その日から地獄が始まった。読みたい本があるのに、読む時間がない。最近パソコンのせいかどうか、兎に角夜になると極端に目が見えない。と言うことは昼間読む必要があるが、それはとても出来ない。どうしても夕食の準備の後、ということになり、電気の明かりの下になる。苦労して読んだが「転落」は私好みではなかった。とっとと、友人にあげてしまった。ところが期待してなかった「犯人に告ぐ」は、読み始めたら止まらない類のものだった。適度に読者を緊張させたり、好奇心を煽ったりと、兎に角その本に捕まってしまって、身動き出来なくなった。やらなくてはいけないことが、あれもこれも飛んでしまう。頭の隅で唸りながら、目は字を追い、手はページを繰る。食事もそこそこに部屋に閉じこもって読んでいると、大阪の友人から他愛もない電話がかかってくる。いつもなら、適当に長々と近況を話すのだが、今日は勘弁して欲しかった。彼女もそれを察してか、意外にあっさりと切る。、、、遂に全部読み終えて、目尻の涙をぬぐい場所移動すると、メールが携帯に来てる。何事かと読むと、あ、短歌の一首選の催促だ。
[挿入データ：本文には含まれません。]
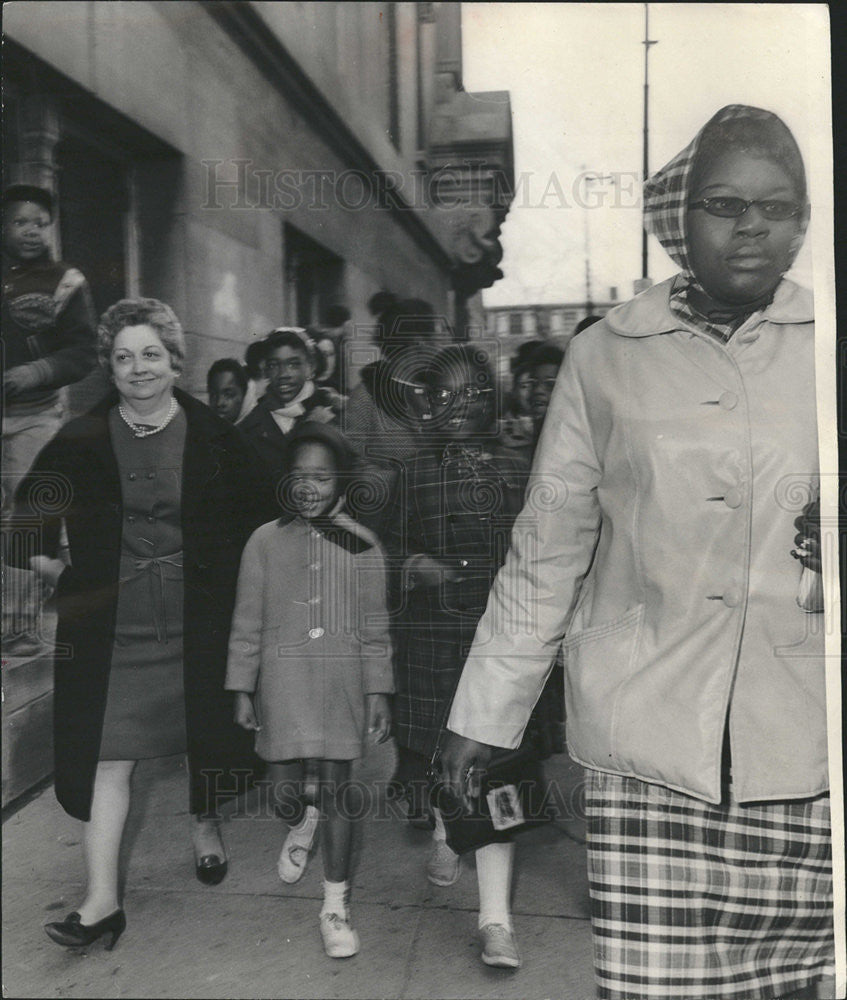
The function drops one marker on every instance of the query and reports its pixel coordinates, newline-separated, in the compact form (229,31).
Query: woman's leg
(102,838)
(494,875)
(287,780)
いけない。すっかり忘れてた。娘からも着信履歴が。
その二件を処理してこうして日記を書いているが、特筆すべきは、「犯人に告ぐ」の面白さだ。
いやあ、ホントに面白かった。久しぶりに本に没頭した。、、しかし、メガネを新調したばかりだのに、夜になると本がとっても読みづらいのは、ひょっとして、、、白内障か?
娘は今夜「藤子ヘミング」のリサイタルで号泣してきたそうな。彼女はその演奏から「生きる希望と力を貰った」ようだが、一緒に行った65才の文化人は「このまま死んでも良い」と思ったという。年齢の差か。又彼は「音符通り弾くのはピアニスト。それに自分なりの解釈を加えるのが音楽家。その全てを超えて、音を創るのがゲージュツ家」だと言ったそうな。なるほど。
しかし、今回はつい出来心で本を買ってしまったが、これからは当分自粛せねば、、、。
年とったら読書三昧したいと思っていたが、これ以上目が悪くなったら、それも叶わないだろうなあ。ああ、老後はどう生きようか?